# Heated mirror problem



## Reasty (Feb 6, 2015)

Has anybody else experienced problems with the heated wing mirrors? All has been fine upto now, went to use them Sunday morning and passenger side cleared but drivers did not, I tried turning them off and on again but after a 20 minute drive it still hadn't cleared, hopefully this will be under warranty if its faulty, the car is just over a year old.


----------



## moro anis (May 27, 2010)

Are they fused separately?


----------



## Reasty (Feb 6, 2015)

That is a very good point! I shall check


----------



## KevC (Jul 12, 2016)

Yep I had exactly the same mirror do the same thing a couple of months back.
viewtopic.php?f=98&t=1774466

I'll get it sorted in the service in November.


----------



## Reasty (Feb 6, 2015)

Thanks for that kev, I'll book it in a get them to fix it


----------



## KevC (Jul 12, 2016)

Let me know how you get on. If it needs part ordered I'll get them to do that ahead of the service to save time.


----------



## cheechy (Nov 8, 2006)

I saw this issue and booked in for service - then tried it again by putting my hand on the mirror and it worked fine.

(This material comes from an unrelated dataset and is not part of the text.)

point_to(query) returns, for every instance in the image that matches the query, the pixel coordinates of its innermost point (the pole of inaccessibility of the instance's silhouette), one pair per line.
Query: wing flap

Not sure if its an intermittent thing but canned the repair as its working!


----------



## robes (Jul 6, 2016)

We had this issue with the drivers side mirror sorted under warranty at the 1st service a couple of weeks ago. Audi garage had ordered in a whole new mirror assembly, but apparently in the end it was just a lose connection in the mirror. All OK now (although not had the weather to test properly).


----------



## macaddict111 (Jun 13, 2018)

Not having this issue, but thanks for posting. This is going on my list of "problems other people had" for me to check RIIIIIGHT before my warranty is about to expire.


----------



## aeroflott (Feb 18, 2019)

I was coming here to post about this and found this thread. I'm not convinced that either of my heated mirrors are working. My warranty expires in three months, and want to check them out.

Any suggestions as to a test I can do? Can you feel warmth to the touch when the heat is active?


----------



## scott65742 (Dec 31, 2017)

Put some water on them, the heat is enough to clear it.


----------



## KevC (Jul 12, 2016)

I had my drivers side replaced under warranty and a couple of days after it ran out my passenger one stopped working but I found that if I move it a little bit it then seems to work.

Definitely water/dew should clear within 5-10 mins of them being on so spraying a bit of water on there should show if it's working.


----------